Chanel Terrero breaks her silence on Israel’s Eurovision participation: “I’m not in favour, to be honest”

You know Eurovision’s in trouble when even Chanel Terrero – Spain’s queen of choreography and unshakable calm – decides to drop the glitter and speak her mind.
“I’m not in favour, to be honest.”
Seven words. No hashtags. No press statement. Just a candid remark on the red carpet, and suddenly Europe’s pop diplomacy looks more fractured than ever.
Spain takes the first stand
Spain’s public broadcaster, RTVE, has made it official: if Israel takes the stage in Vienna 2026, Spain won’t.
It was the first of the Big Five to draw that line, followed by Ireland, Iceland, Slovenia and the Netherlands – a growing coalition of broadcasters who no longer want to play chorus to what they see as the politicisation of a song contest.
The European Broadcasting Union (EBU), caught between ceasefires and press releases, postponed the vote on Israel’s participation until December. A diplomatic pause that feels less like peacemaking and more like delaying the inevitable encore.
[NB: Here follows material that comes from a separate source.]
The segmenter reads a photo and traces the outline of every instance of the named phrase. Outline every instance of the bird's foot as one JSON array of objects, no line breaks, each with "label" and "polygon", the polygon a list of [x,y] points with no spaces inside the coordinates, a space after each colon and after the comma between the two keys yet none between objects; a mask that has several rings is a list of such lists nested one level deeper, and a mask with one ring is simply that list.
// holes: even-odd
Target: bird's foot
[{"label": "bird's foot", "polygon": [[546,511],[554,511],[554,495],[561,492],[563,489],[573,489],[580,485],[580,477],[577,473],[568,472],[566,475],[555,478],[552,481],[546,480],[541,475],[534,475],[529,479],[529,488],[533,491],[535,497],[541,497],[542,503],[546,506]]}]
Chanel’s honesty hits a nerve
When Chanel spoke to journalist Ale Marchal during a No Somos Nadie interview, she wasn’t campaigning. She was simply being, well, Chanel – direct, warm, and quietly fierce. But her words hit a cultural nerve: the woman who brought Spain its best Eurovision result in nearly three decades has just entered the geopolitical chat.
Spanish TV hosts praised her clarity; tabloids dissected her phrasing. Somewhere between “brave” and “reckless”, Chanel reminded everyone that silence, too, is a political act — and hers is officially broken.
Eurovision’s mirror moment
The irony is painful but poetic: a contest born to unite Europe after war now finds itself splintered by yet another one. Eurovision has always been political, no matter how many times the EBU insists otherwise. The difference is that now, the artists aren’t pretending.
Whether Israel ultimately competes in Vienna may depend on December’s vote, but one thing’s certain: Chanel’s seven words will echo long after the confetti settles.